Benchmarks¶
The bertblocks.benchmarks package provides evaluation suites for finetuned models.
Running Evaluations¶
- bertblocks.benchmarks.run_eval(
- task_modules: list[type[TaskModule]],
- pretrained_model_name_or_path: str,
- pretrained_tokenizer_name_or_path: str | None = None,
- max_seq_length: int = 256,
- max_epochs: int = 3,
- learning_rate: float = 2e-05,
- weight_decay: float = 0.01,
- train_batch_size: int = 32,
- eval_batch_size: int = 64,
- task_config: dict[str, dict[str, Any]] | None = None,
Run evaluation on a list of task modules.
- Parameters:
task_modules – List of TaskModule subclasses to evaluate.
pretrained_model_name_or_path – HuggingFace model name or path.

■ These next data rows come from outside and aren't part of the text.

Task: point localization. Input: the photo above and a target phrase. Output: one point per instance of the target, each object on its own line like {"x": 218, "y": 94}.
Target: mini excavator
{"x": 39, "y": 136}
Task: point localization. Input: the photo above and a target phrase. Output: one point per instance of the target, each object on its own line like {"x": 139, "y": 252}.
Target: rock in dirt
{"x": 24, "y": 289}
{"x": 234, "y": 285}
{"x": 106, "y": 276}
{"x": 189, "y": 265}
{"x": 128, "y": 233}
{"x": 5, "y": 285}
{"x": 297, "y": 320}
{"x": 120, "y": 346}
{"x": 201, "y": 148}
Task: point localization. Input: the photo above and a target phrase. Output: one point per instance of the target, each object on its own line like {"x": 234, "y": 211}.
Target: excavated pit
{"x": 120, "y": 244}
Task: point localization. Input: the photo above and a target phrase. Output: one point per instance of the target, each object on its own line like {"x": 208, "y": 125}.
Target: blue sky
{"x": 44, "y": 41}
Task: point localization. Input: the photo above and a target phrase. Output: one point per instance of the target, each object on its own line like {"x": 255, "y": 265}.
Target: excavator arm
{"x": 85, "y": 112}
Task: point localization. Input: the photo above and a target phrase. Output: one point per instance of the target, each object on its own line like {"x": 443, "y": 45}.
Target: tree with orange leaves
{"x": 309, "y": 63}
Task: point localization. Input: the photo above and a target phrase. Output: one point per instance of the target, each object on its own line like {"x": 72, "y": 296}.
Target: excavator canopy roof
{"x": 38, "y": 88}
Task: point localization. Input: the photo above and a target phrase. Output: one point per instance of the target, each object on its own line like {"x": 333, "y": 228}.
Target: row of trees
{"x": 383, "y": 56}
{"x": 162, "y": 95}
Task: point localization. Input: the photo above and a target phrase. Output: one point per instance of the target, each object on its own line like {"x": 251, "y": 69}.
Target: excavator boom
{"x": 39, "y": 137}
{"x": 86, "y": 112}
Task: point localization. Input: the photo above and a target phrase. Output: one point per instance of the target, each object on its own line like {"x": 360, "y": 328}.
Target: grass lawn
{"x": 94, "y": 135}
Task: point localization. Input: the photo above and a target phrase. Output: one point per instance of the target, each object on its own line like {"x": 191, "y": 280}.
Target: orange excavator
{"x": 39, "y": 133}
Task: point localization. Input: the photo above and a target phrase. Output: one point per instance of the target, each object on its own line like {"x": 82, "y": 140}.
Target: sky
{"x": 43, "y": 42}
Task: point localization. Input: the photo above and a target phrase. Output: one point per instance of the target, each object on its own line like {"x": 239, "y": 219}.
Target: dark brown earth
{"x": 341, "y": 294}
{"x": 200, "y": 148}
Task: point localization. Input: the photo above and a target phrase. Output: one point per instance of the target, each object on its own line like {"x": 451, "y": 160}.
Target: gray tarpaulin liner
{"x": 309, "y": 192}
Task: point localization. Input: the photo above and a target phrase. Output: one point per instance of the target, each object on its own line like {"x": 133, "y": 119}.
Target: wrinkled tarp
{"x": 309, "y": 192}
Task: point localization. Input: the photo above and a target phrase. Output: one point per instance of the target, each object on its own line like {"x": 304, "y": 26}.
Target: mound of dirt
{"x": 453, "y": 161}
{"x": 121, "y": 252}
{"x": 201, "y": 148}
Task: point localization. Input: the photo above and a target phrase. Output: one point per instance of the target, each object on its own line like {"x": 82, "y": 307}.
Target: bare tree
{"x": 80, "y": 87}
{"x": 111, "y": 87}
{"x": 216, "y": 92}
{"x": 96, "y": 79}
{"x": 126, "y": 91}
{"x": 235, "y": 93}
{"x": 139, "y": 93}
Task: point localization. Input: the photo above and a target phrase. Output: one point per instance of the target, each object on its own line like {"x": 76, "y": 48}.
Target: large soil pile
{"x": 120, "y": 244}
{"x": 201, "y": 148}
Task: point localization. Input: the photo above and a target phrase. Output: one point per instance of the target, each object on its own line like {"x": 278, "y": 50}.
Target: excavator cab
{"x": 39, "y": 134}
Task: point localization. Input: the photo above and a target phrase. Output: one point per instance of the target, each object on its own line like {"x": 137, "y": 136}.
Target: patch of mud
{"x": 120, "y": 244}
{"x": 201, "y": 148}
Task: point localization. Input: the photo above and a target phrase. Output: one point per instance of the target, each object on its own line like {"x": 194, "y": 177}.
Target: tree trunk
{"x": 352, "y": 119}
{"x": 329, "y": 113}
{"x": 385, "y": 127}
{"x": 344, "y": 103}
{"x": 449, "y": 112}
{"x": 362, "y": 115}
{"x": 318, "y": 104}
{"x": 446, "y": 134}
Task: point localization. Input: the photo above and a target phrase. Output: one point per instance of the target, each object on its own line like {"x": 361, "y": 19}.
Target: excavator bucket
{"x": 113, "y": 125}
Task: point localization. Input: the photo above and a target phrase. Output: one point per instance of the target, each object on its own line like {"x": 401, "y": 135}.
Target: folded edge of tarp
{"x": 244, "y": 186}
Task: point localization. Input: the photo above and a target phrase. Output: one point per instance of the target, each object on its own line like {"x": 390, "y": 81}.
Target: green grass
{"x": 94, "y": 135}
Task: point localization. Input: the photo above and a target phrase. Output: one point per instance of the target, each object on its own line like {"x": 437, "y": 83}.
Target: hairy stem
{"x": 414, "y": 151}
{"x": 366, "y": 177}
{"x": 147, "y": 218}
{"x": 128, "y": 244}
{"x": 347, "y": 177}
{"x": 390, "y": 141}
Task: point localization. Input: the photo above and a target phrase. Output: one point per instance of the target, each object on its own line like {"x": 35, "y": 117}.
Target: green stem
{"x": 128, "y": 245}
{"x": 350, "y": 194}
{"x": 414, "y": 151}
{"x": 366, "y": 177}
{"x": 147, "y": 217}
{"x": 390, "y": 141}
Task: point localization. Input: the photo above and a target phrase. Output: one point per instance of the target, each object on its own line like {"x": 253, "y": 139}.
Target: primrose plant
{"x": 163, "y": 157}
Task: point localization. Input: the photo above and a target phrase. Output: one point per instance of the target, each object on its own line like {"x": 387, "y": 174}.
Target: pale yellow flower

pretrained_tokenizer_name_or_path – HuggingFace tokenizer name or path. If None, uses pretrained_model_name_or_path.
max_seq_length – Maximum sequence length for tokenization.
max_epochs – Number of training epochs per task.

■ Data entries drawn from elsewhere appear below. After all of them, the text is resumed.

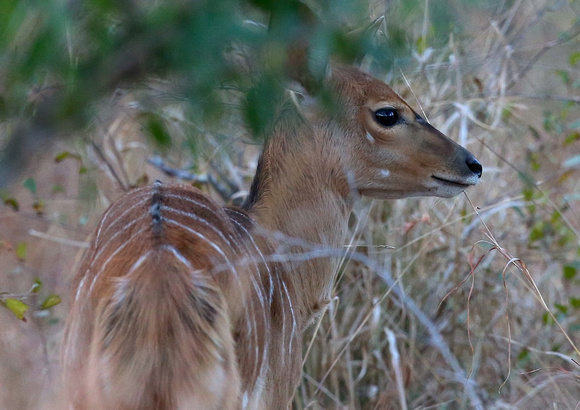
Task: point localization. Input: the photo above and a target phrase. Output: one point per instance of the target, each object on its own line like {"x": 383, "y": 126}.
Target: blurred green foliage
{"x": 58, "y": 58}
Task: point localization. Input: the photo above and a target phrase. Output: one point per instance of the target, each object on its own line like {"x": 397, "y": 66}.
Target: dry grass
{"x": 403, "y": 330}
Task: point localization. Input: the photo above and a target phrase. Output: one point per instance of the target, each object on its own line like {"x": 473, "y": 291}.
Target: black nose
{"x": 474, "y": 165}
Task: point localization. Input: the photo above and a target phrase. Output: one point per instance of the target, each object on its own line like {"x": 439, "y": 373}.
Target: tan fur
{"x": 182, "y": 303}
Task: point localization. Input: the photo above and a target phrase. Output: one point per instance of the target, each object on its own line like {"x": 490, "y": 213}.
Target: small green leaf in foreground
{"x": 17, "y": 307}
{"x": 50, "y": 301}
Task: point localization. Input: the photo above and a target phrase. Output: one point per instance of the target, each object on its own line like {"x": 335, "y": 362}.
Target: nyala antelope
{"x": 181, "y": 303}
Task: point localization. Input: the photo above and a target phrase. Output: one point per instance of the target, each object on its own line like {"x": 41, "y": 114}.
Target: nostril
{"x": 474, "y": 165}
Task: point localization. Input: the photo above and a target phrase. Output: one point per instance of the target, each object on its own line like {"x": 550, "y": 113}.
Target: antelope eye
{"x": 387, "y": 117}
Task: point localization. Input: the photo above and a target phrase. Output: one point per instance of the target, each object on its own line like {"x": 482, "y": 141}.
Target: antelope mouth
{"x": 459, "y": 184}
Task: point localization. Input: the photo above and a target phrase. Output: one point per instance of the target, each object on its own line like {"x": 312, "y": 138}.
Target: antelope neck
{"x": 301, "y": 191}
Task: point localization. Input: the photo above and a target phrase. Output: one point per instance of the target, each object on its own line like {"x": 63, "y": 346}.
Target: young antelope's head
{"x": 389, "y": 149}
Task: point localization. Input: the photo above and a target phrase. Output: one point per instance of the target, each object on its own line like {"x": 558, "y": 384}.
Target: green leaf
{"x": 574, "y": 58}
{"x": 17, "y": 307}
{"x": 12, "y": 202}
{"x": 21, "y": 251}
{"x": 37, "y": 285}
{"x": 564, "y": 76}
{"x": 50, "y": 301}
{"x": 30, "y": 184}
{"x": 569, "y": 272}
{"x": 156, "y": 128}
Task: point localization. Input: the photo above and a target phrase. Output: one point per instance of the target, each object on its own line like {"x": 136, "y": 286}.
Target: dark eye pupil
{"x": 387, "y": 116}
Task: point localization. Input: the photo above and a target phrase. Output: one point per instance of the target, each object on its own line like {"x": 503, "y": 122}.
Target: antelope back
{"x": 149, "y": 326}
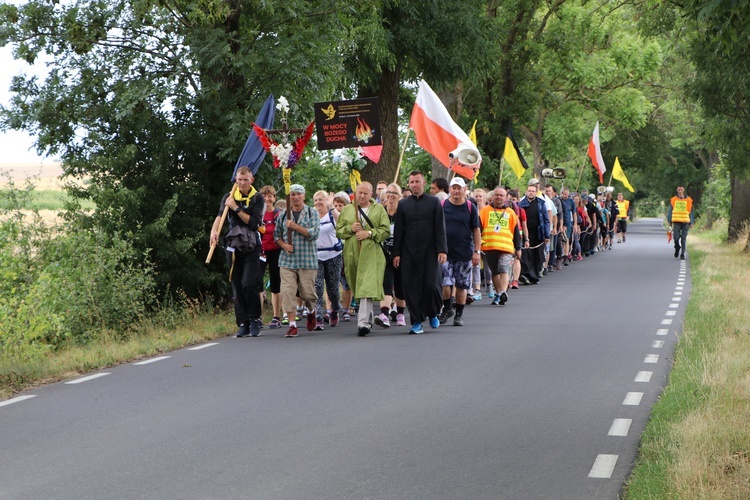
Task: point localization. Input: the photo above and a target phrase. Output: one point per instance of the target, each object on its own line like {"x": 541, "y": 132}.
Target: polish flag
{"x": 595, "y": 153}
{"x": 435, "y": 130}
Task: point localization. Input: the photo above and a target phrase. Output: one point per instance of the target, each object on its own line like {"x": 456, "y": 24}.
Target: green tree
{"x": 153, "y": 102}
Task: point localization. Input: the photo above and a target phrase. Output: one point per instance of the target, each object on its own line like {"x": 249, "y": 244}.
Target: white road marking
{"x": 620, "y": 427}
{"x": 603, "y": 466}
{"x": 153, "y": 360}
{"x": 86, "y": 379}
{"x": 198, "y": 348}
{"x": 16, "y": 400}
{"x": 633, "y": 398}
{"x": 643, "y": 377}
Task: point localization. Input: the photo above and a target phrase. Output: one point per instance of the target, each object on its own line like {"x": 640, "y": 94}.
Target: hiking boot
{"x": 244, "y": 331}
{"x": 334, "y": 319}
{"x": 444, "y": 316}
{"x": 382, "y": 321}
{"x": 311, "y": 321}
{"x": 255, "y": 326}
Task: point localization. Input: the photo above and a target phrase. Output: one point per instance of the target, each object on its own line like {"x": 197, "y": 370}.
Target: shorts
{"x": 499, "y": 262}
{"x": 457, "y": 273}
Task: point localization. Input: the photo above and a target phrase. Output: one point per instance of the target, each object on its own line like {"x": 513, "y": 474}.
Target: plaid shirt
{"x": 305, "y": 255}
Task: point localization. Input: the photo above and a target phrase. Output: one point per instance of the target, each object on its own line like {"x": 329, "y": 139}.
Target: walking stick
{"x": 221, "y": 224}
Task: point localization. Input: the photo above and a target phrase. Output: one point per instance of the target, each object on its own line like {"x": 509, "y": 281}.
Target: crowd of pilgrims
{"x": 578, "y": 225}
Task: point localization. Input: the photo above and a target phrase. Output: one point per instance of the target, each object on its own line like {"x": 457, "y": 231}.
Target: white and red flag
{"x": 435, "y": 130}
{"x": 595, "y": 153}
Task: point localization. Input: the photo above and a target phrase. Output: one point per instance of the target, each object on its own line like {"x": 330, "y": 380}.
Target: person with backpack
{"x": 270, "y": 254}
{"x": 462, "y": 224}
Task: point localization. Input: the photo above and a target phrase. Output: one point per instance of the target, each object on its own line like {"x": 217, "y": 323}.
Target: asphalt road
{"x": 545, "y": 397}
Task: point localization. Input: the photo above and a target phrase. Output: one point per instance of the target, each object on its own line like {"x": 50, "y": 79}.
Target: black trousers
{"x": 245, "y": 268}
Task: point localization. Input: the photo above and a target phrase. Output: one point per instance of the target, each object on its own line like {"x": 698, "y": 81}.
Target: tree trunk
{"x": 387, "y": 93}
{"x": 739, "y": 214}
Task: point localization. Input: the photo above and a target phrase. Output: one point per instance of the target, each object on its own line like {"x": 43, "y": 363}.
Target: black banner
{"x": 348, "y": 124}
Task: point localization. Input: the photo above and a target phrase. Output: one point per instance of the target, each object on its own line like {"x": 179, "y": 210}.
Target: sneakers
{"x": 244, "y": 331}
{"x": 311, "y": 321}
{"x": 292, "y": 332}
{"x": 382, "y": 321}
{"x": 444, "y": 317}
{"x": 334, "y": 319}
{"x": 255, "y": 326}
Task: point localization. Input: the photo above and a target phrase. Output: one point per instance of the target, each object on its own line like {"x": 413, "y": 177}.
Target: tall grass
{"x": 697, "y": 443}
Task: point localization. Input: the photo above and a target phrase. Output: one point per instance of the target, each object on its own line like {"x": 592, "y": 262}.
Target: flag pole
{"x": 401, "y": 158}
{"x": 221, "y": 224}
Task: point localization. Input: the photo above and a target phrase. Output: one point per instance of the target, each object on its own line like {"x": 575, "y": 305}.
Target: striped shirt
{"x": 305, "y": 254}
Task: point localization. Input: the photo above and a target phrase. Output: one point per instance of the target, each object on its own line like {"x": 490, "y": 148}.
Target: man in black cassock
{"x": 537, "y": 220}
{"x": 419, "y": 249}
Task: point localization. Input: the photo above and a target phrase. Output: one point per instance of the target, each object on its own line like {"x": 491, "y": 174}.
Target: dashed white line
{"x": 17, "y": 400}
{"x": 643, "y": 377}
{"x": 198, "y": 348}
{"x": 153, "y": 360}
{"x": 86, "y": 379}
{"x": 620, "y": 427}
{"x": 603, "y": 466}
{"x": 633, "y": 398}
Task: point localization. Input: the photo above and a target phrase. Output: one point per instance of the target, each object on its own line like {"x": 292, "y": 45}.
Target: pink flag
{"x": 435, "y": 130}
{"x": 595, "y": 153}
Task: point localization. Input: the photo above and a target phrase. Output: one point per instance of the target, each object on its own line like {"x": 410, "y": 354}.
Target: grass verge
{"x": 167, "y": 331}
{"x": 697, "y": 442}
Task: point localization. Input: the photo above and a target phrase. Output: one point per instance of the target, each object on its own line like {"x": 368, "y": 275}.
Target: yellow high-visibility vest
{"x": 498, "y": 228}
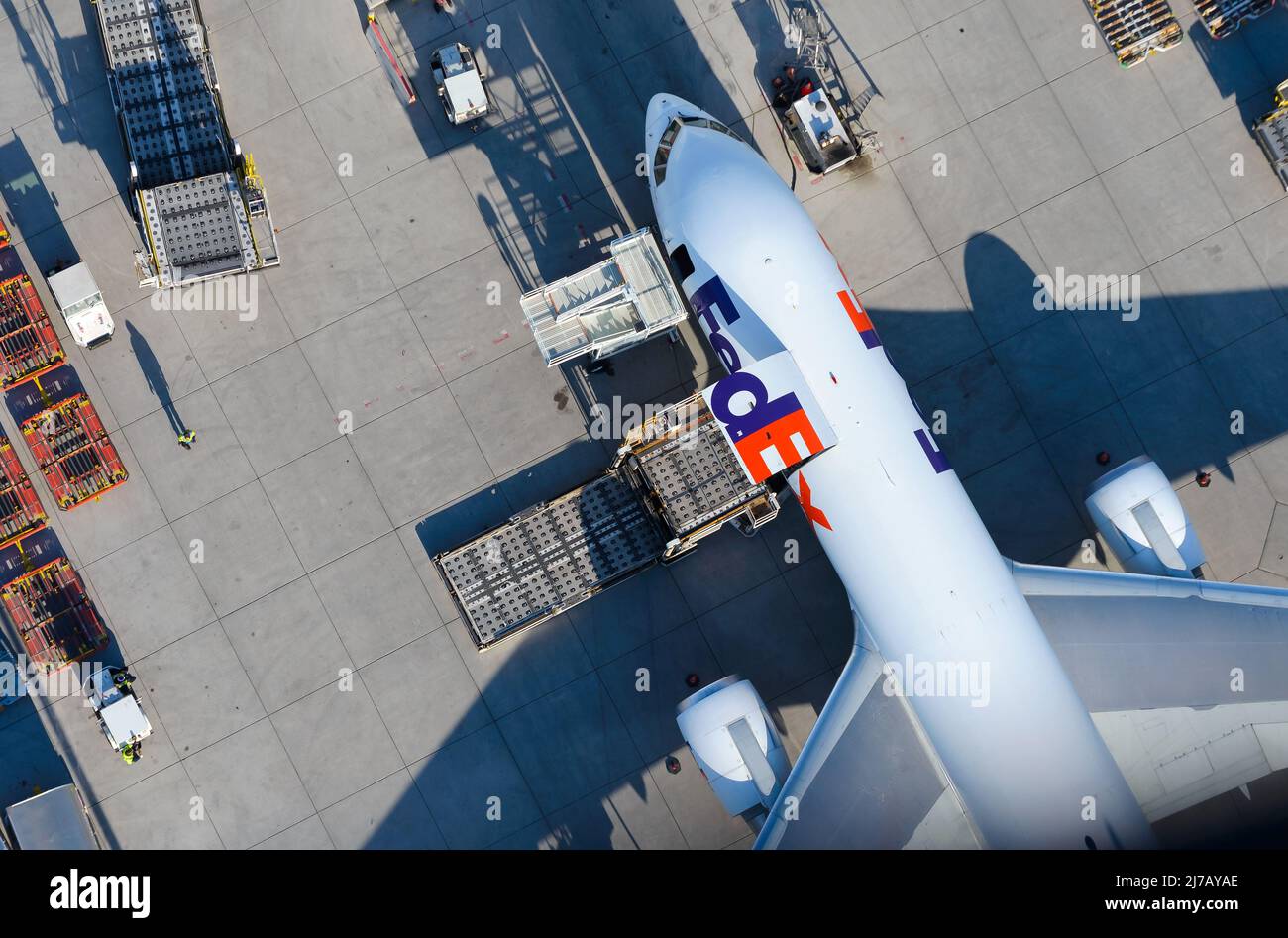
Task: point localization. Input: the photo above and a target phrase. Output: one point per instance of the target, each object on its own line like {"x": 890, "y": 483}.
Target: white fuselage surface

learning_rate – Learning rate for AdamW optimizer.
weight_decay – Weight decay for AdamW optimizer.
train_batch_size – Batch size for training.

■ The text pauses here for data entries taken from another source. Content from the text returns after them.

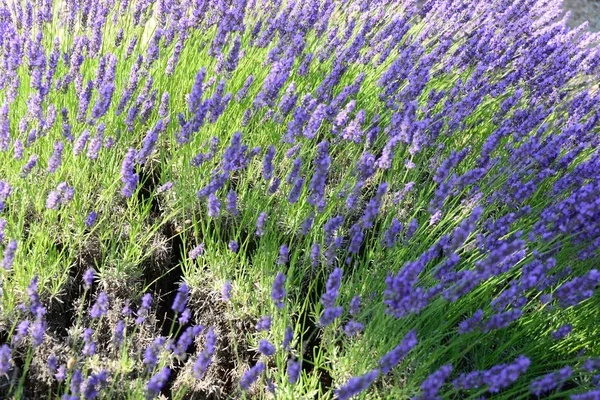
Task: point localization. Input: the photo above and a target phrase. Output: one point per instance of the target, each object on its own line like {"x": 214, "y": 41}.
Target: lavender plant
{"x": 320, "y": 199}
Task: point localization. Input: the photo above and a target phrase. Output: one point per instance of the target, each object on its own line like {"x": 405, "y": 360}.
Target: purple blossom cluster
{"x": 441, "y": 151}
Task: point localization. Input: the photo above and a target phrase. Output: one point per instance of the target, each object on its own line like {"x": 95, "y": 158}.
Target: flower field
{"x": 319, "y": 199}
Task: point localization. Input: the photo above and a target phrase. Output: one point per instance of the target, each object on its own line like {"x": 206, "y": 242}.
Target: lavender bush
{"x": 300, "y": 199}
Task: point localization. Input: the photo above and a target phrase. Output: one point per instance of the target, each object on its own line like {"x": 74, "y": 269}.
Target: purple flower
{"x": 38, "y": 328}
{"x": 226, "y": 291}
{"x": 251, "y": 375}
{"x": 164, "y": 188}
{"x": 550, "y": 381}
{"x": 260, "y": 224}
{"x": 96, "y": 143}
{"x": 90, "y": 220}
{"x": 266, "y": 348}
{"x": 88, "y": 278}
{"x": 76, "y": 381}
{"x": 232, "y": 202}
{"x": 278, "y": 292}
{"x": 89, "y": 347}
{"x": 186, "y": 314}
{"x": 284, "y": 254}
{"x": 181, "y": 298}
{"x": 21, "y": 331}
{"x": 293, "y": 370}
{"x": 264, "y": 323}
{"x": 52, "y": 363}
{"x": 233, "y": 246}
{"x": 356, "y": 385}
{"x": 61, "y": 373}
{"x": 5, "y": 359}
{"x": 288, "y": 336}
{"x": 9, "y": 254}
{"x": 196, "y": 251}
{"x": 119, "y": 332}
{"x": 397, "y": 354}
{"x": 355, "y": 305}
{"x": 496, "y": 378}
{"x": 157, "y": 382}
{"x": 100, "y": 308}
{"x": 201, "y": 365}
{"x": 591, "y": 395}
{"x": 56, "y": 157}
{"x": 433, "y": 383}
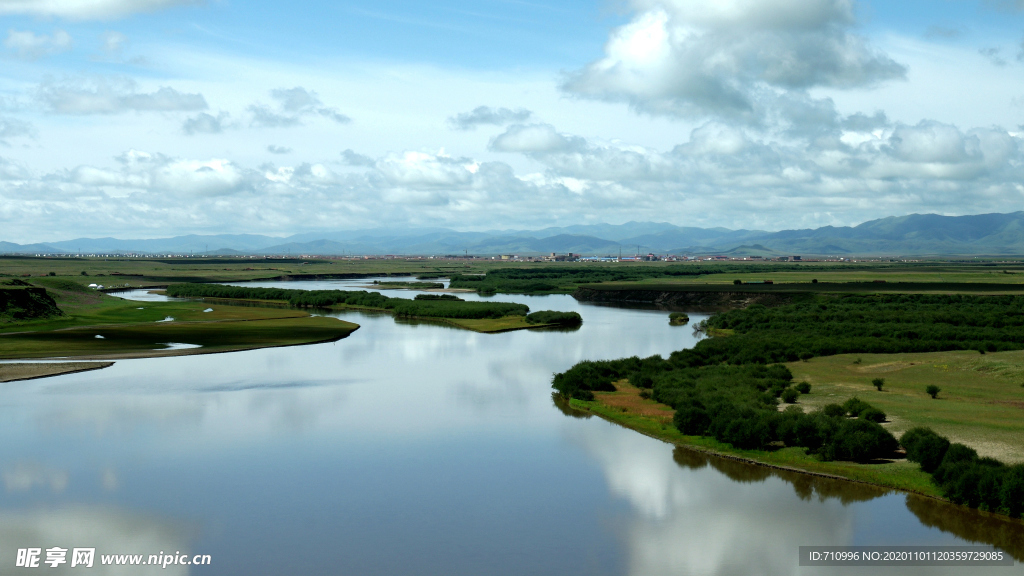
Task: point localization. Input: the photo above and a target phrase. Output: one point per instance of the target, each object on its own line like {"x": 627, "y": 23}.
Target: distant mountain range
{"x": 912, "y": 235}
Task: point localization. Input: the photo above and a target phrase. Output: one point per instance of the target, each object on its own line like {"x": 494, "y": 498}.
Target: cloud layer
{"x": 733, "y": 58}
{"x": 87, "y": 9}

eval_batch_size – Batch size for evaluation.
task_config – Optional per-task hyperparameter overrides. Keys are task class names, values are dicts with optional keys: learning_rate, epochs, weight_decay.
- Returns:
Name, Group, Type, Metric, Score
- Return type:
DataFrame with columns
Task Modules¶
- class bertblocks.benchmarks.base.TaskModule(
- pretrained_model_name_or_path: str,
- pretrained_tokenizer_name_or_path: str,
- max_seq_length: int | None = 512,
- learning_rate: float | None = 1e-05,
- weight_decay: float | None = 1e-06,
- train_batch_size: int | None = 128,
- eval_batch_size: int | None = 128,
- num_workers: int | None = 2,
- max_epochs: int = 3,
Bases:
ABC,LightningModuleBase LightningModule for evaluation tasks.
GLUE¶
- class bertblocks.benchmarks.glue.GLUETaskModule(
- pretrained_model_name_or_path: str,
- pretrained_tokenizer_name_or_path: str,
- max_seq_length: int | None = 512,
- learning_rate: float | None = 1e-05,
- weight_decay: float | None = 1e-06,
- train_batch_size: int | None = 128,
- eval_batch_size: int | None = 128,
- num_workers: int | None = 2,
- max_epochs: int = 3,
Bases:
TaskModuleBase class for GLUE benchmark tasks.
Individual GLUE tasks: CoLA,
SST2,
MRPC,
QQP,
STSB,
MNLI,
QNLI,
RTE,
WNLI.
SuperGLEBer¶
- class bertblocks.benchmarks.supergleber.SuperGLEBerTaskModule(
- pretrained_model_name_or_path: str,
- pretrained_tokenizer_name_or_path: str,
- max_seq_length: int | None = 512,
- learning_rate: float | None = 1e-05,
- weight_decay: float | None = 1e-06,
- train_batch_size: int | None = 128,
- eval_batch_size: int | None = 128,
- num_workers: int | None = 2,
- max_epochs: int = 3,
Bases:
TaskModuleBase class for superGLEBER tasks.